I apologize for not having posted recently. I have been very busy reading Plato's Politicus in Greek at an absurd rate, and various other less time consuming classwork. Here I make time for a brief note regarding this article from today's New York Times discussing a lawsuit which names Pope Benedict XVI as a defendant in a conspiracy to cover up a sex abuse case. On the one hand, I am not convinced that what Pope Benedict (or rather Cardinal Ratzinger, as the incidents in question occurred prior to the death of Pope John Paul II) did constitutes a coverup conspiracy, per se, but certainly it wasn't particularly praiseworthy, and the Vatican should have reported the incidents to local authorities as soon as it became aware of them.
This, however, is old news. What is interesting about this case is the controversy regarding the "Holy See" (i.e. the Vatican) as a sovereign state, while at the same time a church. This makes for very complicated questions as to what constitutes exercises in foreign policy versus what violates the Establishment Clause of the First Amendment. The federal government, at the behest of the Vatican Embassy (yes, the Vatican has embassies), has filed a motion to have the case dismissed on the grounds Pope Benedict enjoys diplomatic immunity as sitting head of state of the Holy See. An almost identical motion carried in a lawsuit against Pope John Paul about ten years ago. The lawyer for the plaintiffs, however, is arguing that diplomatic recognition of the Holy See actually violates the Establishment Clause.

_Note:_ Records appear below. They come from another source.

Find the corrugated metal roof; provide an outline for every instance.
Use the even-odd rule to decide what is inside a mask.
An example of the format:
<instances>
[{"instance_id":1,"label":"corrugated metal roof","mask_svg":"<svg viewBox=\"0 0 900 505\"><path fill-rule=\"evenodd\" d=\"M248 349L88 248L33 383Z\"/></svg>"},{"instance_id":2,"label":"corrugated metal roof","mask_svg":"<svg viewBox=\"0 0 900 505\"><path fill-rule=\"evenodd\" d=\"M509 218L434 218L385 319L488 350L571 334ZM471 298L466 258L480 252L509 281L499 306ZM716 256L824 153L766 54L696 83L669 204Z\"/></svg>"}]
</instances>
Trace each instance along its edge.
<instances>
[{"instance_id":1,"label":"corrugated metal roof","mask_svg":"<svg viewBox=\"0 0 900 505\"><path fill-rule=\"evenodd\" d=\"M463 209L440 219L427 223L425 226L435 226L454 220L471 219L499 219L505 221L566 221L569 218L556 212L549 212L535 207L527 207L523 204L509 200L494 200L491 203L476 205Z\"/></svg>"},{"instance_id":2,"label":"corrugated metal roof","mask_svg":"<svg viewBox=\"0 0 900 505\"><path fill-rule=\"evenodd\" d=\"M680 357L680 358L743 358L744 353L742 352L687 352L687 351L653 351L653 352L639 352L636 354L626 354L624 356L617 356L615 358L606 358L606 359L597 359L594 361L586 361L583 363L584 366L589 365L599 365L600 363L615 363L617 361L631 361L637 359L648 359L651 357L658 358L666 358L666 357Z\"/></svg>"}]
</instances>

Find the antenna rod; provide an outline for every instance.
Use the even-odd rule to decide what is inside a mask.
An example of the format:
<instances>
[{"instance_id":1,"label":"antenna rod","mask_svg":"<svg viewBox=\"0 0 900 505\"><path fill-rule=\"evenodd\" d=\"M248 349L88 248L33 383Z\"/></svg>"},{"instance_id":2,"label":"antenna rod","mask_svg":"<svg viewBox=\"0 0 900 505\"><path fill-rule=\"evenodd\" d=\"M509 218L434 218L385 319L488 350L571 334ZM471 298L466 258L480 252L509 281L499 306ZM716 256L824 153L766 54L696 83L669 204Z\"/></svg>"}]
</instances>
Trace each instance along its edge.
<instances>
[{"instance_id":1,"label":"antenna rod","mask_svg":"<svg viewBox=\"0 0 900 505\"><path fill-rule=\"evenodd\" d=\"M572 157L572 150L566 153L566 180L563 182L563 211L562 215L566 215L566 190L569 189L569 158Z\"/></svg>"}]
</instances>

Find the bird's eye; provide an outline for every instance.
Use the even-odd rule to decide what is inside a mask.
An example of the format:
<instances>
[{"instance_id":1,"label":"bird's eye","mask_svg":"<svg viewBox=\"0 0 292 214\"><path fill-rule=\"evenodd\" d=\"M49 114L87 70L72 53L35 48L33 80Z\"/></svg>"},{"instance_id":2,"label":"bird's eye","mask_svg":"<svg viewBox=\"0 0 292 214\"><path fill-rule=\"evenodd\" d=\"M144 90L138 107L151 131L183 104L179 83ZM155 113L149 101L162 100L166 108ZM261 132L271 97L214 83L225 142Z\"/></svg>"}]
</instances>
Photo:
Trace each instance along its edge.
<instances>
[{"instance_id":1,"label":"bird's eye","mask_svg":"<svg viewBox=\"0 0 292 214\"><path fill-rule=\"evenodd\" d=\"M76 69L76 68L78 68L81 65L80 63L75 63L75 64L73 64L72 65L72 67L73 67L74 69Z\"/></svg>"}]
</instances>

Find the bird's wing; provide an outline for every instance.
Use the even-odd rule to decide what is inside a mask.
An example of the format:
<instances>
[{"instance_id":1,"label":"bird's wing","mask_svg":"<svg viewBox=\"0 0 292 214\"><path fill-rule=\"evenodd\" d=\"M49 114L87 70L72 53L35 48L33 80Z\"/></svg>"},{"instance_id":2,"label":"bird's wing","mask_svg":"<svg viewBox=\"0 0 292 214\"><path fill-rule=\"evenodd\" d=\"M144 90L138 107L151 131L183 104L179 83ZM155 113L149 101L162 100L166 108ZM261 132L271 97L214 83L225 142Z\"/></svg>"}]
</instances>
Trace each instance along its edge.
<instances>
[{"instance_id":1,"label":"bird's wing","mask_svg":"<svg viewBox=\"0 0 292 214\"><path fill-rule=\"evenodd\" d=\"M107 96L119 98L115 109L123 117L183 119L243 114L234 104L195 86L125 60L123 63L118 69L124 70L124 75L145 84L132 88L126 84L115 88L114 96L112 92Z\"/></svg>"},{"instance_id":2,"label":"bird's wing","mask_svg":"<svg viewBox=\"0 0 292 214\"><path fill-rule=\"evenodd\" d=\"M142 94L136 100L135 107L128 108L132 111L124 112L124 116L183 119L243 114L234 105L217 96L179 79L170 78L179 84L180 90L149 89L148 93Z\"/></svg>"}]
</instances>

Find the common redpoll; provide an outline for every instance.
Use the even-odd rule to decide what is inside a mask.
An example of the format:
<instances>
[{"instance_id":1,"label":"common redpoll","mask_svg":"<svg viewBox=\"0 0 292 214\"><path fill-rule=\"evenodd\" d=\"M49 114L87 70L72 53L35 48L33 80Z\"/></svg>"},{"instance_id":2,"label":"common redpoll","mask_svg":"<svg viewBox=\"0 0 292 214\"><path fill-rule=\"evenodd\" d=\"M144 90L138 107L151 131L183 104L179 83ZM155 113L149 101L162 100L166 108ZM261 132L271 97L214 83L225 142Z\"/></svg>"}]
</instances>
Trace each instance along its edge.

The text of the Establishment Clause reads, "Congress shall make no law respecting an establishment of religion, or prohibiting the free exercise thereof." Note the strength of this statement: Congress cannot make a law that has to do with religion; to encourage it, to prohibit it, to treat religious organizations differently from non-religious ones, etc. Laws of Congress cannot talk about religious organizations! Now, I don't know anything about the history of jurisprudence on the subject (well, maybe I know something, but it isn't much), so perhaps I make this overly strong, but at any rate, we should note the difference between this and the "separation of church and state" doctrine so often confidently asserted to be present in the Constitution. According to my reading, which I think is the obvious one, it seems that Congress is also prohibited from saying "no, we won't deal with you because you are a religious organization."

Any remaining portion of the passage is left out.